Next Years Health Insurance Market? A Lot Like This Years
Political gridlock and employers commitment to providing comprehensive health benefits could make the 2004 U.S. health insurance market look like 2003s.
Plenty of lawmakers in Congress and on the presidential campaign trail have dramatic proposals for overhauling the U.S. health finance system.
Former Vermont Gov. Howard Dean, who at press time appeared to be the leading Democratic presidential candidate, wants to give all U.S. residents who are not eligible for other government health insurance programs a chance to buy affordable coverage through the Federal Employees Health Benefits Program.
Some Republican members of Congress want to attack high health insurance prices by letting big, multistate associations take over negotiations for small businesses and individual members.
Health insurance prices and health insurance company profits continue to increase at what Shellie Stoddard, a bond analyst at Standard & Poors Rating Services, New York, calls an unsustainable rate.
Initial rate increase demands for employer-sponsored health maintenance organization coverage are down from an average of 21% for 2003 coverage. But the average initial increase demand for 2004 is still 17.7%, according to Hewitt Associates Inc., Lincolnshire, Ill.
S&P found that total pretax profits for 12 large, publicly traded health insurers that it tracks increased to $7.6 billion on $114 billion in revenue for the first 3 quarters of 2003, up from $4 billion on $106 billion in revenue for the first 3 quarters of 2002. The 12 insurers pre-tax profit margin increased to 6.7%, from 3.8%.
Meanwhile, doctors, hospitals and drug manufacturers continue to pump up their prices. The average 2004 medical cost trend for PPOs has fallen slightly from the average 2003 trend. But the 2004 trend, which represents the underlying increase in medical costs, will still be 14.8% for medical care and 17.6% for prescription drugs, according to the Ridgefield Park, N.J.-based human resources unit of Mellon Financial Corp.

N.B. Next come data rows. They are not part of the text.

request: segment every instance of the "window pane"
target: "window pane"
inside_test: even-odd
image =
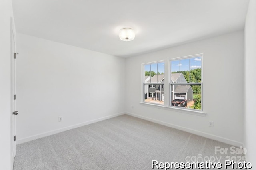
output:
[[[192,58],[190,60],[190,79],[193,83],[201,81],[202,61],[201,57]]]
[[[201,85],[171,84],[170,105],[201,109]]]
[[[180,83],[188,83],[189,81],[190,59],[182,59],[180,62]]]
[[[162,84],[144,85],[144,99],[146,103],[164,105],[164,92]]]
[[[144,65],[144,82],[150,83],[150,65],[145,64]]]
[[[164,63],[160,63],[157,64],[157,82],[164,82]]]
[[[170,61],[171,83],[180,83],[180,60]]]
[[[156,83],[157,73],[157,64],[151,64],[151,83]]]

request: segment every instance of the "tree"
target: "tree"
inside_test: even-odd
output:
[[[154,76],[154,75],[156,75],[156,73],[154,71],[145,71],[145,75],[146,76],[151,76],[151,77],[152,77],[153,76]]]
[[[197,95],[195,99],[195,101],[193,105],[194,109],[200,110],[201,108],[201,95]]]

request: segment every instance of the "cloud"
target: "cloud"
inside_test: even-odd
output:
[[[191,69],[199,69],[201,68],[201,66],[200,65],[191,65],[190,67]]]

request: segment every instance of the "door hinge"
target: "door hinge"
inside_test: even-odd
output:
[[[18,53],[14,53],[14,59],[16,59],[16,55],[17,54],[18,54]]]

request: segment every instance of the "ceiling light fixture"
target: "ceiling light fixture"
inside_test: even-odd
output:
[[[132,28],[125,28],[121,29],[119,32],[120,39],[126,42],[132,41],[135,37],[135,32]]]

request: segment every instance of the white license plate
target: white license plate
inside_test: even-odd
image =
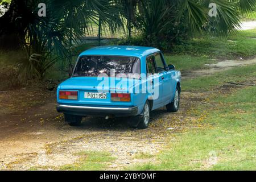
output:
[[[84,98],[97,98],[97,99],[107,99],[106,93],[93,93],[85,92]]]

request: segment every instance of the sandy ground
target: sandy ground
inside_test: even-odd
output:
[[[255,59],[219,62],[209,65],[208,69],[188,73],[185,78],[254,63]],[[154,111],[149,128],[140,130],[129,126],[129,119],[132,119],[129,118],[106,121],[88,117],[80,127],[69,126],[63,115],[56,111],[55,93],[46,93],[47,97],[39,98],[32,107],[22,107],[12,101],[16,96],[25,102],[35,100],[27,96],[30,93],[26,89],[0,92],[0,169],[27,170],[39,166],[57,169],[77,161],[79,156],[76,154],[81,151],[110,152],[116,160],[106,169],[110,170],[147,162],[134,156],[141,153],[155,155],[175,139],[175,133],[196,127],[191,125],[196,118],[191,111],[194,105],[208,104],[210,95],[207,92],[183,92],[178,113],[168,113],[165,108]]]

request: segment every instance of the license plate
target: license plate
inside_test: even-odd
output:
[[[106,93],[92,93],[85,92],[84,98],[97,98],[97,99],[107,99]]]

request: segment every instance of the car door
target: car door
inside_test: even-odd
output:
[[[146,67],[148,89],[151,87],[154,91],[152,108],[154,110],[161,106],[162,92],[162,82],[157,73],[154,55],[146,58]]]
[[[157,72],[162,81],[161,105],[163,106],[168,104],[173,96],[171,75],[162,53],[155,53],[154,58]]]

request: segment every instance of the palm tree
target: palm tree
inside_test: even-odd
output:
[[[46,17],[37,14],[42,2],[47,5]],[[0,23],[7,24],[0,28],[0,36],[17,38],[15,42],[26,50],[27,59],[17,63],[20,80],[42,78],[57,60],[70,61],[72,43],[77,42],[89,31],[90,23],[97,23],[100,17],[104,28],[114,32],[122,27],[118,6],[109,0],[12,0],[9,11],[0,18]]]
[[[168,45],[177,38],[189,38],[207,31],[228,36],[236,31],[240,16],[250,14],[256,0],[142,0],[137,11],[137,28],[146,46]],[[217,16],[208,16],[210,3],[217,5]],[[190,35],[190,36],[189,36]]]

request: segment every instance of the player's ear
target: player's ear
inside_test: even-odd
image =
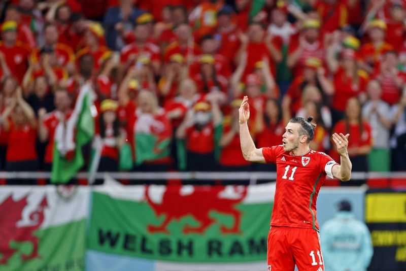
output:
[[[308,136],[306,134],[302,135],[300,137],[300,143],[304,143],[308,141]]]

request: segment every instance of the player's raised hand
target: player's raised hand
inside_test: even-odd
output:
[[[243,103],[241,103],[241,106],[238,110],[240,113],[239,117],[239,121],[240,124],[242,124],[247,122],[248,119],[250,118],[250,106],[248,104],[248,97],[244,96],[243,99]]]
[[[344,155],[347,153],[347,148],[348,146],[348,137],[349,133],[344,136],[342,133],[340,134],[335,132],[333,134],[333,141],[337,146],[337,151],[340,155]]]

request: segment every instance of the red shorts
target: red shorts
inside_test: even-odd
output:
[[[319,233],[312,229],[275,227],[268,233],[268,271],[324,271]]]

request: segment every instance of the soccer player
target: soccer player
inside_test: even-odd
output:
[[[293,118],[285,127],[282,145],[257,149],[247,122],[248,97],[239,109],[240,138],[244,158],[251,162],[277,164],[276,191],[268,234],[268,270],[323,271],[316,201],[326,176],[350,180],[351,162],[347,147],[349,134],[333,134],[341,164],[324,153],[313,151],[313,118]]]

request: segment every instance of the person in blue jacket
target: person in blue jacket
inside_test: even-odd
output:
[[[339,204],[335,217],[326,221],[320,230],[320,243],[325,270],[366,270],[374,254],[366,225],[355,219],[347,200]]]

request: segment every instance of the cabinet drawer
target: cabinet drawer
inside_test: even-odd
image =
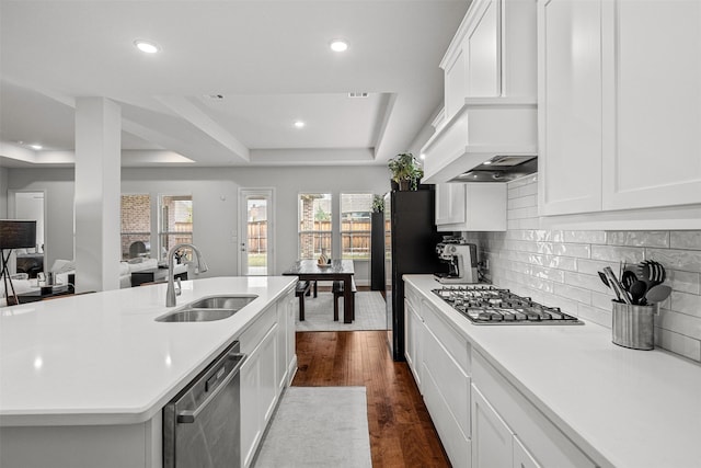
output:
[[[414,310],[421,310],[421,295],[409,283],[404,283],[404,300],[406,300]]]
[[[429,366],[424,363],[423,390],[426,408],[436,426],[440,442],[453,467],[469,467],[472,458],[470,438],[461,430],[448,402],[440,392],[445,384],[438,384]]]
[[[426,303],[423,308],[426,328],[438,336],[443,347],[456,361],[463,374],[470,375],[470,345],[468,340],[448,323],[444,313]]]
[[[277,323],[277,313],[275,306],[271,306],[261,312],[239,336],[241,352],[245,354],[253,353],[253,350],[263,341],[263,336],[267,334],[275,323]]]
[[[472,373],[474,386],[538,465],[543,468],[596,467],[594,461],[479,353],[473,355]]]
[[[429,373],[445,399],[452,419],[470,437],[470,377],[447,353],[441,340],[429,331],[424,340],[424,370]],[[425,374],[424,374],[425,376]]]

A similar survey by a unit of Aon Corp., Chicago, shows medical cost trends for preferred provider plans that include drug coverage have crept down to 15.7%, from 16%.
Despite increasing financial pressure on consumers and employers and increasing political pressure on health insurers, Stoddard laughs at the idea of the U.S. health finance system undergoing any sudden, dramatic changes in 2004.
The system “is going to take a long time to really change,” Stoddard says.
Lawmakers, business groups and insurance groups have not yet developed any widely supported proposals for bringing skyrocketing medical costs and health insurance rates under control.
Employers might be able to force change on the system by dropping coverage, but most employers that can afford to stay in business keep their health coverage. In California, for example, the Oakland-based California HealthCare Foundation found that fewer than 10% of employers with health benefits were considering dropping health benefits.
Employers keep coverage because of a fear of losing employees to companies with better benefits, a belief that access to good health care increases employee productivity and, in some cases, a sense that employers have a moral obligation, under current circumstances, to provide health coverage.
Policymakers are hoping that employers and insurers can wring savings out of the system by using financial incentives to remind patients that the cost of going to a doctor for a cold is more than a $5 HMO co-payment.
Various forms of defined contribution health plans that combine high-deductible health insurance with some type of employee-controlled personal care accounts gained momentum in 2003.
Before, most of the sellers were small startups that sold plans without provider networks or any coverage for preventive care other than what might be required by applicable state and federal laws.
DC plan organizers said plan members ought to be able to go out into the community and serve as an “Army of 1″ in the war against medical cost inflation, by negotiating rates for office visits and appendectomies themselves.
Now, companies with DC health plans that offer some preventive care benefits and access to conventional provider networks include big name insurers such as Aetna Inc., Hartford; Great-West Healthcare, Denver; Principal Financial Group Inc., Des Moines, Iowa; and UnitedHealth Group Inc., Minnetonka, Minn.
President Bush gave the DC plans a boost in December by signing H.R. 1, a bill that will let employers share the cost of “health savings accounts” with employees and encourage employees to contribute to HSAs by letting them roll over assets at the end of the year, rather than applying a “use it or lose it” rule.
Although DC health plans are getting most of the attention, insurers also are helping employers use an old-fashioned approach to sharing costs with employees: increasing co-payments and coinsurance levels.
A few employers may be considering sharing all costs by dropping health coverage altogether.
“I have not seen that,” says Susan Rash, a vice president at BB&T Benefit Consultants of Virginia Inc., Richmond, Va., who holds the Certified Employee Benefit Specialist designation. “But you hear rumblings in the very small employer market.”